Bolt shows us a bylaw indicating the word ‘Asian’ not to be used as an identifying term when talking about suspects of anything in Rotherham. However strikes me that bylaw supports everything Bolt claims to be an anti-racist, that colour and ethnicity are irrelevant when it comes to law and that’s why he proudly says ” I am not a racist.” He is however a hypocrite and totally two-faced. Bolt infers the leftist council in Rotherham were ‘sacrificing the young girls on the altar of ‘political correctness’ for not allowing suspects to be called ‘Asian’ or ‘Muslim’. Bolt the non racist agrees with the bylaw. Australia should not be differentiated by colour either. Colour does not exist.
There was an orphanage in Brighton some 50 + years ago a very conservative WASP suburb like Malvern where Bolt lives. It wasn’t a secret that young testosterone & alcohol fueled young men would come from all directions to scale the fence at night like tom cats to dally with those state wards in their dorms. Multiculturalism wasn’t an aspect of that suburb Mr Bolt. Lack of supervision and underfunding certainly was. The Brighton police were aware of it nobody was charged and it wasn’t just an urban myth. Multiculturalism wasn’t a driving force back then Mr Bolt. Doesn’t suit your argument does it Bolt.

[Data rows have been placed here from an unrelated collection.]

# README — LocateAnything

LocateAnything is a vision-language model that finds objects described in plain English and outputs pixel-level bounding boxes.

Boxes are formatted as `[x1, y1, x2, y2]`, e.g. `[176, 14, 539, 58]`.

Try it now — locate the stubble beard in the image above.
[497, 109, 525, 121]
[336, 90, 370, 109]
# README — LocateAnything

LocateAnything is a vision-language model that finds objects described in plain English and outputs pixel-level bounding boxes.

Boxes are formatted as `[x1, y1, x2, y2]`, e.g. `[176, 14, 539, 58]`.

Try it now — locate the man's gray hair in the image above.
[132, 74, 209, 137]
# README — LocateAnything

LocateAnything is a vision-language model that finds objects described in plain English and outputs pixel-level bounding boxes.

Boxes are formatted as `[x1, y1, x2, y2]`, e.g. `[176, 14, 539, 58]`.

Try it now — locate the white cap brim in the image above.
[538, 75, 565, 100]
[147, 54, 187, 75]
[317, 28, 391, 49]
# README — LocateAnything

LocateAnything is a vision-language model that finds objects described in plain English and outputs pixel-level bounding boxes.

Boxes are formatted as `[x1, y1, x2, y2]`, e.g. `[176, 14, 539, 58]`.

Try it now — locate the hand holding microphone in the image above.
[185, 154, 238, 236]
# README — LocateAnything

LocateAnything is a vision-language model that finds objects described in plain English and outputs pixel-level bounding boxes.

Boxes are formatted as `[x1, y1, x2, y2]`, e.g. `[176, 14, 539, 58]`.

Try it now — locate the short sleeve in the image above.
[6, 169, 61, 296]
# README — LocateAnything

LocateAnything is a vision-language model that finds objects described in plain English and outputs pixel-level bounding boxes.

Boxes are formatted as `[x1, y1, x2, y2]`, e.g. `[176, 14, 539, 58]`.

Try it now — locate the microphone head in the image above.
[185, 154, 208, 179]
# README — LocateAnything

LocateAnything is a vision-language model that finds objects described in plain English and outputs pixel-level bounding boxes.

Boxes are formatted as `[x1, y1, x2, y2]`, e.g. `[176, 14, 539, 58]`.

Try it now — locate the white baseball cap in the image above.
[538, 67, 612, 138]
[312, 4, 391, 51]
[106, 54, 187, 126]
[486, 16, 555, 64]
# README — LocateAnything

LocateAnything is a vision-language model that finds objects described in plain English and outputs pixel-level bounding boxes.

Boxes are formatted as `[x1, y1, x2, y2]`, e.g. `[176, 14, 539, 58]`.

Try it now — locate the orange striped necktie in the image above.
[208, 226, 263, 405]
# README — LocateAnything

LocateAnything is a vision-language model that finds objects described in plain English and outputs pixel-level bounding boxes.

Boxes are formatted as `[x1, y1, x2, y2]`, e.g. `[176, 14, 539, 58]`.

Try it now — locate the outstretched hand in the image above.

Importing a cherry picked example is Bolt’s way of disproving any Multicultural Policy. One could argue that Rotherham is the exception that proves the rule and exceptions do exist. It’s far more persuasive than saying multicultural societies have a tendency to drive young men into illegal gang activity and in Bolt’s case Muslims.
One has to doubt somebody who denies any history prior to his birth in 1959 to try to win a point.On the Bolt Report the man said indigenous Australians today were not the first arrivals in this country therefore have no right to be mentioned in our constitution. He agrees with Tony Abbott that the defining moment in the history of this country was white settlement not invasion. The other 60,000 years is irrelevant. Therefore no mention of persons prior to settlement need be mentioned ‘Terra Nullis is ok. It seems to me that’s what the Rotherham bylaw is trying to achieve. There are no ‘Asians’ in Rotherham. But here Bolt want’s them named and shamed Pakis are Pakis , Muslims to boot and should be identified not protected by ‘political correctness’?He is a RACIST
Trying to understand Bolt’s ideas is like herding cats. He’s a one-eyed extreme conservative with a collection of arguments selectively picked to support a moral framework which he treats as some universal given . He is an elitist of the worst kind. The only reason Rotherham is of any use to him at the moment is to indulge in his favourite pastime of Muslim bashing.
Bolt doesn’t raise the issues of sexploitation of women on a larger and more brutal scale than Rotherham all by white christian Europeans. He never really says anything about the Italian & Russian Mafia or sexploitation in Britain in general. He doesn’t raise the scandals at the highest levels of Tory politicians, paedophilia ,rent boys & prostitution in Westminster these are of no use to him. But a badly run underfunded orphanage in Rotherham suits him down to the ground it’s in his cross hairs and suits his Labour vs Conservative debate in Britain. Bolts just copied and pasted it because he’s a lazy mother.